The Australian Reinsurance Pool Corporation (ARPC) says next year’s triennial review of the organisation should consider extending coverage to include property damage from cyber attacks.

CEO Christopher Wallace says the evolution of cyber risks since the Terrorism Act 2003 was written raise the potential for system failures to damage critical infrastructure and other property.

“I think it was really outside people’s imagination back in 2003,” he told the Risk and Insurance Management Society Risk Forum in Sydney last week. “What we are hoping is that the next review, which happens in 2018, will address cyber terrorism.”

Dr Wallace says any proposed change will need to pass a review and drafting process, and would likely take two or three years to take effect.

The 2015 triennial review extended the ARPC scheme to include some mixed-used and high-value residential buildings, with the changes introduced last July.

Insurers and brokers say cyber risks are changing while the industry is acting to keep pace.

“This plane is being built as we are flying it, and therein lies the challenge,” Crawford and Company Asia-Pacific CEO Andrew Bart said.

JLT Australia Chairman Andre Louw told the forum cyber risk is being managed in a disjointed way, and there is some way to go before it is treated in the same manner as other property and liability risks.

Issues include the way cyber cover is approached by customers, and policy exclusions that can leave gaps after an incident.

“Cyber risk is being treated as a specialty risk, but the cover varies enormously from insurer to insurer,” Mr Louw said.

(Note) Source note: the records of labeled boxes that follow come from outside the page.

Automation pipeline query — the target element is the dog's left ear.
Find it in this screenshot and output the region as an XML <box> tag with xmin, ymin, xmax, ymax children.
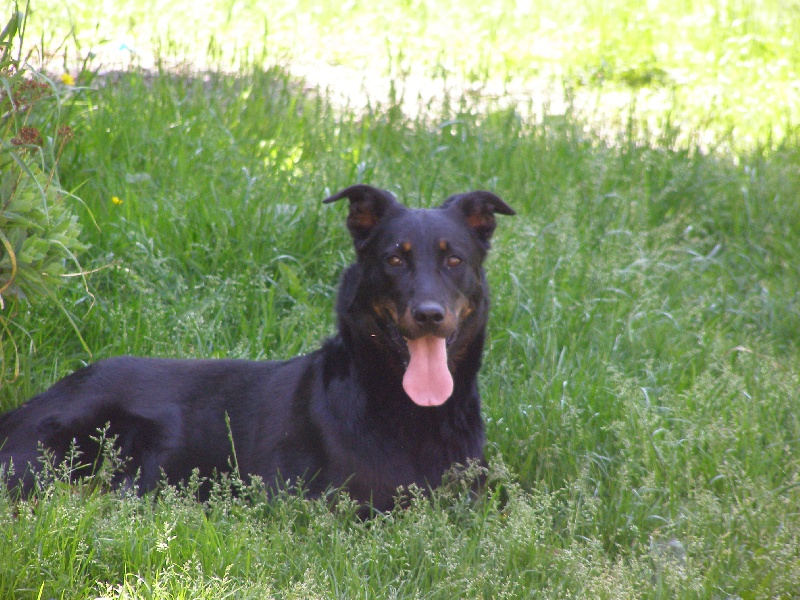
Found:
<box><xmin>323</xmin><ymin>184</ymin><xmax>400</xmax><ymax>250</ymax></box>
<box><xmin>441</xmin><ymin>190</ymin><xmax>517</xmax><ymax>248</ymax></box>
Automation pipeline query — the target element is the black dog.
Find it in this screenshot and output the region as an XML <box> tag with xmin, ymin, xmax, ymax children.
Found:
<box><xmin>0</xmin><ymin>185</ymin><xmax>514</xmax><ymax>510</ymax></box>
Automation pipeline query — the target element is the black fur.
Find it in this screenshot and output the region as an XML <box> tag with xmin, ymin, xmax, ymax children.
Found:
<box><xmin>0</xmin><ymin>185</ymin><xmax>514</xmax><ymax>510</ymax></box>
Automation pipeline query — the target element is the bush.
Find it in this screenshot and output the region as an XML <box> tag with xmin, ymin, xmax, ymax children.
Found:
<box><xmin>0</xmin><ymin>7</ymin><xmax>86</xmax><ymax>382</ymax></box>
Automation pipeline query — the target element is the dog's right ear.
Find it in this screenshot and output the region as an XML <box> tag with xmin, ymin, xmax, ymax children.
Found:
<box><xmin>323</xmin><ymin>184</ymin><xmax>400</xmax><ymax>250</ymax></box>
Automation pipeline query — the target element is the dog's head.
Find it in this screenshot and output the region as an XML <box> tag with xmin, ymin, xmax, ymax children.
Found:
<box><xmin>325</xmin><ymin>185</ymin><xmax>515</xmax><ymax>406</ymax></box>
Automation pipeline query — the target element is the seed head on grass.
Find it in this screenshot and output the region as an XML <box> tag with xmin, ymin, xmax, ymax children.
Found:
<box><xmin>11</xmin><ymin>127</ymin><xmax>42</xmax><ymax>146</ymax></box>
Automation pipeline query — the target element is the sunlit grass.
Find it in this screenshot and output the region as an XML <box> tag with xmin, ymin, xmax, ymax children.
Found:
<box><xmin>28</xmin><ymin>0</ymin><xmax>800</xmax><ymax>148</ymax></box>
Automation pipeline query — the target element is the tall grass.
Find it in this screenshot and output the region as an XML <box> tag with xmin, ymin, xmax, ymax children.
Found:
<box><xmin>0</xmin><ymin>1</ymin><xmax>800</xmax><ymax>598</ymax></box>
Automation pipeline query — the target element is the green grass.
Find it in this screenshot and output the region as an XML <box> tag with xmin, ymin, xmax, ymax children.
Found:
<box><xmin>0</xmin><ymin>2</ymin><xmax>800</xmax><ymax>599</ymax></box>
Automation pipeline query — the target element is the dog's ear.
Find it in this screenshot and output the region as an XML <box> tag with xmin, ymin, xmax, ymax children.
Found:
<box><xmin>323</xmin><ymin>184</ymin><xmax>400</xmax><ymax>250</ymax></box>
<box><xmin>441</xmin><ymin>190</ymin><xmax>517</xmax><ymax>248</ymax></box>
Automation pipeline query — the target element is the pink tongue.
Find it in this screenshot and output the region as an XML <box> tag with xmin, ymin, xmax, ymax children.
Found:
<box><xmin>403</xmin><ymin>335</ymin><xmax>453</xmax><ymax>406</ymax></box>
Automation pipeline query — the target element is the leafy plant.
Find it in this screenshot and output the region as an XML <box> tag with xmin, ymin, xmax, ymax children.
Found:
<box><xmin>0</xmin><ymin>6</ymin><xmax>86</xmax><ymax>380</ymax></box>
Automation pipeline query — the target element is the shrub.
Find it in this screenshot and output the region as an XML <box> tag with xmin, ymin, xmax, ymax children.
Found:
<box><xmin>0</xmin><ymin>6</ymin><xmax>86</xmax><ymax>381</ymax></box>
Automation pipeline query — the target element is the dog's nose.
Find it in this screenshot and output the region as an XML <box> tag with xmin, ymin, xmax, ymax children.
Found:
<box><xmin>411</xmin><ymin>302</ymin><xmax>444</xmax><ymax>325</ymax></box>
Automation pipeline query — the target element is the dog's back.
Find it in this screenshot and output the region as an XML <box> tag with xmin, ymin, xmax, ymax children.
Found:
<box><xmin>0</xmin><ymin>185</ymin><xmax>513</xmax><ymax>510</ymax></box>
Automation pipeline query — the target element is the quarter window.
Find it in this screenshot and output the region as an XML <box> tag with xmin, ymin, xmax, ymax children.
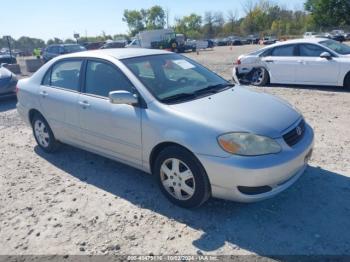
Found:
<box><xmin>299</xmin><ymin>44</ymin><xmax>326</xmax><ymax>57</ymax></box>
<box><xmin>85</xmin><ymin>61</ymin><xmax>134</xmax><ymax>97</ymax></box>
<box><xmin>51</xmin><ymin>60</ymin><xmax>82</xmax><ymax>91</ymax></box>
<box><xmin>271</xmin><ymin>45</ymin><xmax>295</xmax><ymax>56</ymax></box>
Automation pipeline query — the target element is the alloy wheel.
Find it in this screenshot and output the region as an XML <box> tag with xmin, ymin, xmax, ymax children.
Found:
<box><xmin>34</xmin><ymin>119</ymin><xmax>50</xmax><ymax>147</ymax></box>
<box><xmin>252</xmin><ymin>68</ymin><xmax>264</xmax><ymax>85</ymax></box>
<box><xmin>160</xmin><ymin>158</ymin><xmax>196</xmax><ymax>201</ymax></box>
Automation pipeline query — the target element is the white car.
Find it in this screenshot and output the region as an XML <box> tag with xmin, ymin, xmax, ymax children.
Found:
<box><xmin>233</xmin><ymin>38</ymin><xmax>350</xmax><ymax>89</ymax></box>
<box><xmin>17</xmin><ymin>48</ymin><xmax>314</xmax><ymax>207</ymax></box>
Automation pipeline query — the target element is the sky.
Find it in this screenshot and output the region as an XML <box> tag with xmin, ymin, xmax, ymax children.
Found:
<box><xmin>0</xmin><ymin>0</ymin><xmax>305</xmax><ymax>40</ymax></box>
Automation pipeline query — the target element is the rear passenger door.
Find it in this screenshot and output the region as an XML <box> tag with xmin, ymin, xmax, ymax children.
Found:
<box><xmin>79</xmin><ymin>59</ymin><xmax>143</xmax><ymax>165</ymax></box>
<box><xmin>296</xmin><ymin>44</ymin><xmax>339</xmax><ymax>85</ymax></box>
<box><xmin>39</xmin><ymin>59</ymin><xmax>83</xmax><ymax>143</ymax></box>
<box><xmin>261</xmin><ymin>44</ymin><xmax>298</xmax><ymax>84</ymax></box>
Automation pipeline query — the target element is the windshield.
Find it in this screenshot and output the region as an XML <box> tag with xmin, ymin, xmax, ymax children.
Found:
<box><xmin>320</xmin><ymin>40</ymin><xmax>350</xmax><ymax>55</ymax></box>
<box><xmin>122</xmin><ymin>54</ymin><xmax>232</xmax><ymax>103</ymax></box>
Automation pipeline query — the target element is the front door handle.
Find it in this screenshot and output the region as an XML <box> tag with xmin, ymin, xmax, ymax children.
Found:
<box><xmin>79</xmin><ymin>101</ymin><xmax>90</xmax><ymax>109</ymax></box>
<box><xmin>40</xmin><ymin>91</ymin><xmax>49</xmax><ymax>98</ymax></box>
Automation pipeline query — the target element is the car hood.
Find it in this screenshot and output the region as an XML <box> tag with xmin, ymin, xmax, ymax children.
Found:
<box><xmin>170</xmin><ymin>86</ymin><xmax>301</xmax><ymax>138</ymax></box>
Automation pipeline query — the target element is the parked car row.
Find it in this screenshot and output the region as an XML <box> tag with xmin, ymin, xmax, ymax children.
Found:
<box><xmin>234</xmin><ymin>38</ymin><xmax>350</xmax><ymax>89</ymax></box>
<box><xmin>212</xmin><ymin>35</ymin><xmax>277</xmax><ymax>46</ymax></box>
<box><xmin>304</xmin><ymin>30</ymin><xmax>350</xmax><ymax>42</ymax></box>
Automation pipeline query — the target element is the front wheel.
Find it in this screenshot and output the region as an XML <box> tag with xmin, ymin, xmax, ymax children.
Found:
<box><xmin>251</xmin><ymin>67</ymin><xmax>269</xmax><ymax>86</ymax></box>
<box><xmin>32</xmin><ymin>114</ymin><xmax>59</xmax><ymax>153</ymax></box>
<box><xmin>153</xmin><ymin>146</ymin><xmax>210</xmax><ymax>208</ymax></box>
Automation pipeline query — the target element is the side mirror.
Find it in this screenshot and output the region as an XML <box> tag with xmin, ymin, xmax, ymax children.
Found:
<box><xmin>109</xmin><ymin>91</ymin><xmax>139</xmax><ymax>105</ymax></box>
<box><xmin>320</xmin><ymin>52</ymin><xmax>332</xmax><ymax>60</ymax></box>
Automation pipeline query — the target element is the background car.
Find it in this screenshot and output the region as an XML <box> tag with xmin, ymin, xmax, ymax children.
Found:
<box><xmin>262</xmin><ymin>36</ymin><xmax>277</xmax><ymax>45</ymax></box>
<box><xmin>42</xmin><ymin>44</ymin><xmax>86</xmax><ymax>62</ymax></box>
<box><xmin>0</xmin><ymin>66</ymin><xmax>17</xmax><ymax>97</ymax></box>
<box><xmin>82</xmin><ymin>42</ymin><xmax>105</xmax><ymax>50</ymax></box>
<box><xmin>234</xmin><ymin>38</ymin><xmax>350</xmax><ymax>89</ymax></box>
<box><xmin>246</xmin><ymin>35</ymin><xmax>260</xmax><ymax>45</ymax></box>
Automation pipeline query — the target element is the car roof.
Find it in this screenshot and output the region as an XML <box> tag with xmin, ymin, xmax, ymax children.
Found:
<box><xmin>270</xmin><ymin>37</ymin><xmax>329</xmax><ymax>47</ymax></box>
<box><xmin>62</xmin><ymin>48</ymin><xmax>171</xmax><ymax>59</ymax></box>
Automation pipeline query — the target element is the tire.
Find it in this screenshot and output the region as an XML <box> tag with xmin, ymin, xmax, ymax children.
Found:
<box><xmin>344</xmin><ymin>72</ymin><xmax>350</xmax><ymax>91</ymax></box>
<box><xmin>251</xmin><ymin>67</ymin><xmax>269</xmax><ymax>86</ymax></box>
<box><xmin>153</xmin><ymin>146</ymin><xmax>210</xmax><ymax>208</ymax></box>
<box><xmin>32</xmin><ymin>114</ymin><xmax>59</xmax><ymax>153</ymax></box>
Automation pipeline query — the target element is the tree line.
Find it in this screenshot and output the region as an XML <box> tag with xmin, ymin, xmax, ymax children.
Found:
<box><xmin>123</xmin><ymin>0</ymin><xmax>350</xmax><ymax>39</ymax></box>
<box><xmin>0</xmin><ymin>0</ymin><xmax>350</xmax><ymax>51</ymax></box>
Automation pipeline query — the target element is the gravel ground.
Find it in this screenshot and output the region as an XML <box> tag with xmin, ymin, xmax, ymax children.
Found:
<box><xmin>0</xmin><ymin>46</ymin><xmax>350</xmax><ymax>256</ymax></box>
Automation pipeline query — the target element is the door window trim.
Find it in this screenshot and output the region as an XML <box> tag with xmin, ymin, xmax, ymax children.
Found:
<box><xmin>40</xmin><ymin>57</ymin><xmax>86</xmax><ymax>93</ymax></box>
<box><xmin>266</xmin><ymin>43</ymin><xmax>299</xmax><ymax>57</ymax></box>
<box><xmin>297</xmin><ymin>43</ymin><xmax>336</xmax><ymax>57</ymax></box>
<box><xmin>80</xmin><ymin>57</ymin><xmax>147</xmax><ymax>108</ymax></box>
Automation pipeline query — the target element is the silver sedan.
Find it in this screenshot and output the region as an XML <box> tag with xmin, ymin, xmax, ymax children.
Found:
<box><xmin>17</xmin><ymin>49</ymin><xmax>314</xmax><ymax>207</ymax></box>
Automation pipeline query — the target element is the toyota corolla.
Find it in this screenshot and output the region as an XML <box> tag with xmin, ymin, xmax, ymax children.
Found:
<box><xmin>17</xmin><ymin>49</ymin><xmax>314</xmax><ymax>207</ymax></box>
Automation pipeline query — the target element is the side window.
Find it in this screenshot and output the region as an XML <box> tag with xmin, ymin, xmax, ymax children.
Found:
<box><xmin>41</xmin><ymin>69</ymin><xmax>51</xmax><ymax>86</ymax></box>
<box><xmin>130</xmin><ymin>61</ymin><xmax>156</xmax><ymax>79</ymax></box>
<box><xmin>299</xmin><ymin>44</ymin><xmax>326</xmax><ymax>57</ymax></box>
<box><xmin>271</xmin><ymin>45</ymin><xmax>295</xmax><ymax>56</ymax></box>
<box><xmin>85</xmin><ymin>61</ymin><xmax>135</xmax><ymax>97</ymax></box>
<box><xmin>51</xmin><ymin>60</ymin><xmax>82</xmax><ymax>91</ymax></box>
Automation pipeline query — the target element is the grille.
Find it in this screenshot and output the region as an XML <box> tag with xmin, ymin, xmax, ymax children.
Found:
<box><xmin>283</xmin><ymin>119</ymin><xmax>305</xmax><ymax>146</ymax></box>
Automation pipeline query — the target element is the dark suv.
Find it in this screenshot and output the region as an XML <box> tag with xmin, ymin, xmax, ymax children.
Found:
<box><xmin>43</xmin><ymin>44</ymin><xmax>86</xmax><ymax>63</ymax></box>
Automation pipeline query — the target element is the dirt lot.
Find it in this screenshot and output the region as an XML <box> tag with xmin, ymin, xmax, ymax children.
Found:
<box><xmin>0</xmin><ymin>46</ymin><xmax>350</xmax><ymax>256</ymax></box>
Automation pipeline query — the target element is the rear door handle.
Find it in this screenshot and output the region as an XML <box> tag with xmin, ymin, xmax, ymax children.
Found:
<box><xmin>79</xmin><ymin>101</ymin><xmax>90</xmax><ymax>109</ymax></box>
<box><xmin>40</xmin><ymin>91</ymin><xmax>49</xmax><ymax>98</ymax></box>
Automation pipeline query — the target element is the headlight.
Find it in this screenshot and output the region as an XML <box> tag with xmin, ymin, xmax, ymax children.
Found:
<box><xmin>218</xmin><ymin>133</ymin><xmax>281</xmax><ymax>156</ymax></box>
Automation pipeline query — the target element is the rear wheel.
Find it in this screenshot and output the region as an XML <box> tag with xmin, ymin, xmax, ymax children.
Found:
<box><xmin>153</xmin><ymin>146</ymin><xmax>210</xmax><ymax>208</ymax></box>
<box><xmin>251</xmin><ymin>67</ymin><xmax>269</xmax><ymax>86</ymax></box>
<box><xmin>32</xmin><ymin>114</ymin><xmax>59</xmax><ymax>153</ymax></box>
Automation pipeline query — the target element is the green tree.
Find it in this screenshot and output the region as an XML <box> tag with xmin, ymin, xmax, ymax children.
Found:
<box><xmin>175</xmin><ymin>13</ymin><xmax>202</xmax><ymax>39</ymax></box>
<box><xmin>145</xmin><ymin>5</ymin><xmax>166</xmax><ymax>30</ymax></box>
<box><xmin>305</xmin><ymin>0</ymin><xmax>350</xmax><ymax>28</ymax></box>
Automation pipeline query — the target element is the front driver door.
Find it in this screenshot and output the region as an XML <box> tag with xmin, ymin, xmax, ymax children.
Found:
<box><xmin>39</xmin><ymin>58</ymin><xmax>82</xmax><ymax>143</ymax></box>
<box><xmin>261</xmin><ymin>45</ymin><xmax>298</xmax><ymax>84</ymax></box>
<box><xmin>78</xmin><ymin>59</ymin><xmax>143</xmax><ymax>165</ymax></box>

“I cannot think of another product offhand that has such variability of coverage and also pricing.”

Cyber issues are often handled by IT department executives, rather than the areas of a company more typically involved in buying insurance.

“They look at it very differently, as an operational risk they can manage,” Allianz Global Corporate and Specialty Pacific CEO Willem van Wyk told insuranceNEWS.com.au.

“We are definitely seeing a lot more discussion around cyber with clients. It is evolving all the time, and it is definitely an increasing crime.”